We then create our Physical Volumes, like this:
# pvcreate /dev/hda3
pvcreate -- physical volume "/dev/hda3" successfully created
# pvcreate /dev/hdb2
pvcreate -- physical volume "/dev/hdb2" successfully created
We than add these two PVs to a Volume Group called 'test':
# vgcreate test /dev/hdb2 /dev/hda3
vgcreate -- INFO: using default physical extent size 4 MB
vgcreate -- INFO: maximum logical volume size is 255.99 Gigabyte
vgcreate -- doing automatic backup of volume group "test"
vgcreate -- volume group "test" successfully created and activated
So we now have an empty Volume Group, let's examine it a bit:
# vgdisplay -v test
--- Volume group ---
VG Name test
VG Access read/write
VG Status available/resizable
VG # 0
MAX LV 256
Cur LV 0
Open LV 0
MAX LV Size 255.99 GB
Max PV 256
Cur PV 2
Act PV 2
VG Size 184 MB
PE Size 4 MB
Total PE 46
Alloc PE / Size 0 / 0
Free PE / Size 46 / 184 MB
--- No logical volumes defined in test ---
--- Physical volumes ---
PV Name (#) /dev/hda3 (2)
PV Status available / allocatable
Total PE / Free PE 13 / 13
PV Name (#) /dev/hdb2 (1)
PV Status available / allocatable
Total PE / Free PE 33 / 33
# lvcreate -L 50M -n HOWTO test
lvcreate -- rounding up size to physical extent boundary "52 MB"
lvcreate -- doing automatic backup of "test"

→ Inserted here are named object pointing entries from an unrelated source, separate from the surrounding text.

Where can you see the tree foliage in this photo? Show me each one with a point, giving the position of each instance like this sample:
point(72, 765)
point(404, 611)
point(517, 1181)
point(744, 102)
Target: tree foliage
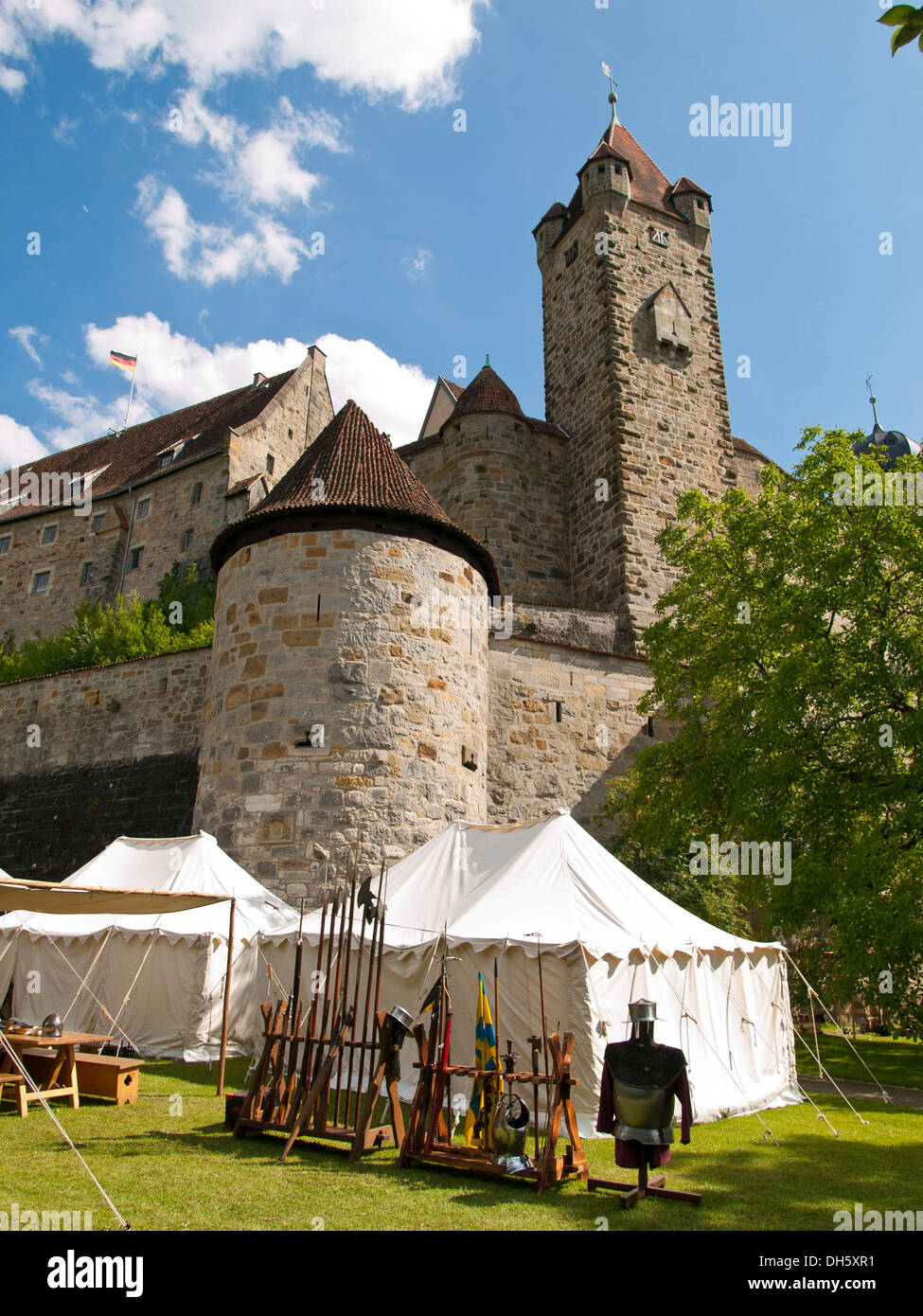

lvcreate -- logical volume "/dev/test/HOWTO" successfully created
Ok, we're nearly there, let's make a filesystem:
# mke2fs /dev/test/HOWTO
mke2fs 1.18, 11-Nov-1999 for EXT2 FS 0.5b, 95/08/09
Filesystem label=
OS type: Linux
Block size=1024 (log=0)
Fragment size=1024 (log=0)
13328 inodes, 53248 blocks
2662 blocks (5.00%) reserved for the super user
First data block=1
7 block groups
8192 blocks per group, 8192 fragments per group
1904 inodes per group
Superblock backups stored on blocks:
8193, 24577, 40961
Writing inode tables: done
Writing superblocks and filesystem accounting information: done
# mount /dev/test/HOWTO /mnt
# ls /mnt
lost+found
And we're done! Let's review our Volume Group, because it should be filled up a bit by now:
# vgdisplay test -v
--- Volume group ---
VG Name test
VG Access read/write
VG Status available/resizable
VG # 0
MAX LV 256
Cur LV 1
Open LV 1
MAX LV Size 255.99 GB
Max PV 256
Cur PV 2
Act PV 2
VG Size 184 MB
PE Size 4 MB
Total PE 46
Alloc PE / Size 13 / 52 MB
Free PE / Size 33 / 132 MB
--- Logical volume ---
LV Name /dev/test/HOWTO
VG Name test
LV Write Access read/write
LV Status available
LV # 1
# open 1
LV Size 52 MB
Current LE 13
Allocated LE 13
Allocation next free
Read ahead sectors 120
Block device 58:0
--- Physical volumes ---
PV Name (#) /dev/hda3 (2)
PV Status available / allocatable
Total PE / Free PE 13 / 13
PV Name (#) /dev/hdb2 (1)
PV Status available / allocatable
Total PE / Free PE 33 / 20
Well, it is. /dev/hda3 is completely unused, but /dev/hdb2 has 13 Physical Extents in use.
As with all decent operating systems, Linux is divided in two parts: kernel space and user space. Userspace is sometimes called userland, which would also be a good name for a theme park, 'Userland'.
Discovery, creation and modification of things pertaining to Logical Volume Management is done in user space, and then communicated to the kernel. Once a volume group or logical volume is reported to the kernel, it is called 'Active'. Certain changes can only be performed when an entity is active, others only when it is not.